Ha lo sguardo di chi si è fatto da solo, di chi è cresciuto prima degli altri. E poi un pizzico di presunzione, né troppa né troppo poca. Il giusto mix. Vedere per credere. Alla fine sta tutto in quel rigore, una serie di immagini che racconta lui stesso: «Non voglio essere presuntuoso - dichiara ridendo - ma ero sicuro che avrei fatto gol». Prende il pallone, lo posiziona sul dischetto e calcia: «Tra me e me mi sono detto di calciarlo lì, sono riuscito a farlo e sono contentissimo di questo». Finisce lì, sotto l'incrocio dei pali. Alla sua destra, alla sinistra del portiere: «Ho aperto ed è andata bene». Sempre con il sorriso. E poi la corsa, quella dannata corsa... Sotto la tribuna, in visibilio. Con le braccia aperte come a dire: «L'ho messa lì, visto?». Da lì a poco sarebbe successo un po' di tutto, nell'ordine: triplice fischio di Barbetti di Arezzo, Stefano Arata che la mostra al cielo e un coro. È il più vecchio, il più bello: «Siamo noi, siamo noi...». E poi? «I Campioni dell'Italia siamo noi».
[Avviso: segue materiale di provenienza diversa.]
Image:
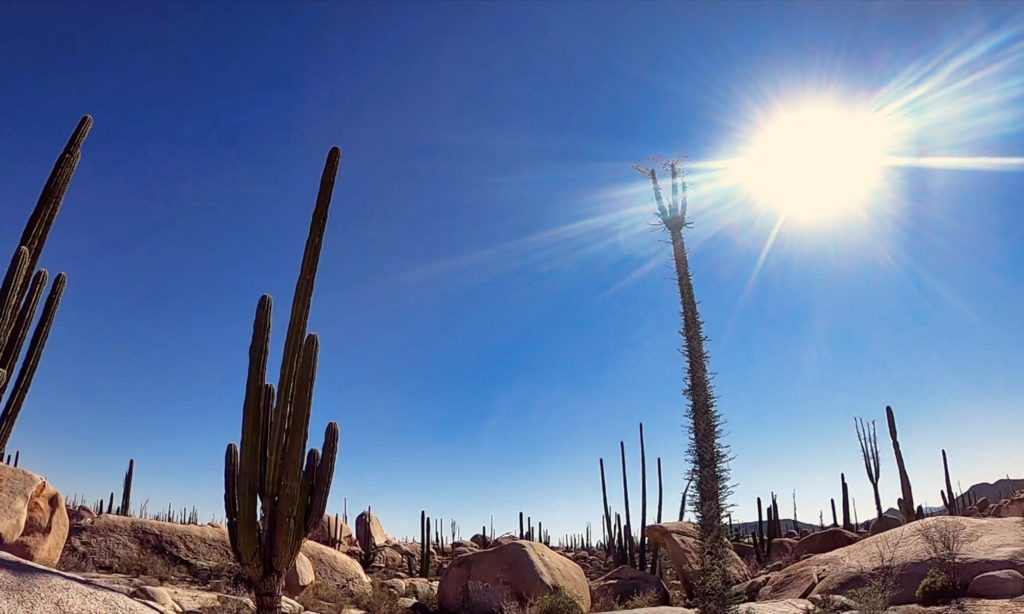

Mentre parla è in dolce compagnia. Niente Rosita, almeno in quel momento. L'avrebbe vista poco dopo fuori dallo stadio. Un qualcosa di più materiale, la medaglia d'oro. Quella mostrata poco prima a chi gli vuole bene, quella che tiene in mano stretta stretta, quasi a non volerla lasciare più. «Questa me la godo, per me è stata una rivincita dopo aver perso la finale due anni fa». Tutto qui? Macché, tempo un paio di secondi e continua: «Proprio contro la Roma, mi sono preso una bella rivincita».
Si ricorda tutto perfettamente. Ma tutto per davvero: campo, risultato e pure orario. Era giugno, precisamente il 29. Era Ravenna, ovviamente il Bruno Benelli. Era la finale Scudetto di Under 17 contro la Roma... persa. Ma qualcosa non torna. Chi se l'è domandato ancora stenta a crederci: «Ma com'è possibile che abbia giocato una finale Scudetto tre anni fa?». Semplicemente giocando non uno, ma ben due anni sotto età. E giocando per davvero, più precisamente tutto il secondo tempo di un ultimo atto più "agro" che "dolce".
Quel vizio ce l'ha ancora. E forse forse basterebbero le 25 presenze e i 5 gol in Primavera. Chiaramente da sotto età, altrimenti che gusto c'è? Poi il "passo indietro" con l'Under 18, quindi il primo Scudetto della sua vita: «È stata una partita fantastica, abbiamo dato anche l'anima e siamo stati ripagati. Non se l'aspettava nessuno, vincere così è stupendo».
Arrivederci al prossimo anno? Nossignore. O meglio, non ancora. Prima c'è un Europeo da conquistare e chissà, magari pure da vincere: «Spero tanto di poter essere convocato, vedremo. Intanto sono felice di aver dato il mio contributo». Fattuale? Fattuale. Due partite strepitose, la prima contro l'Inter e la seconda contro la Roma. Lui era sempre lì, sulla trequarti mancina alle spalle di Ekhator. Ovviamente con tutto il meglio che la casa sa offrire: tecnica (tanta), estro (tantissimo), talento (a grappoli) e fantasia (serve davvero dirlo?). Roba da Marco Romano, roba da Campioni d'Italia.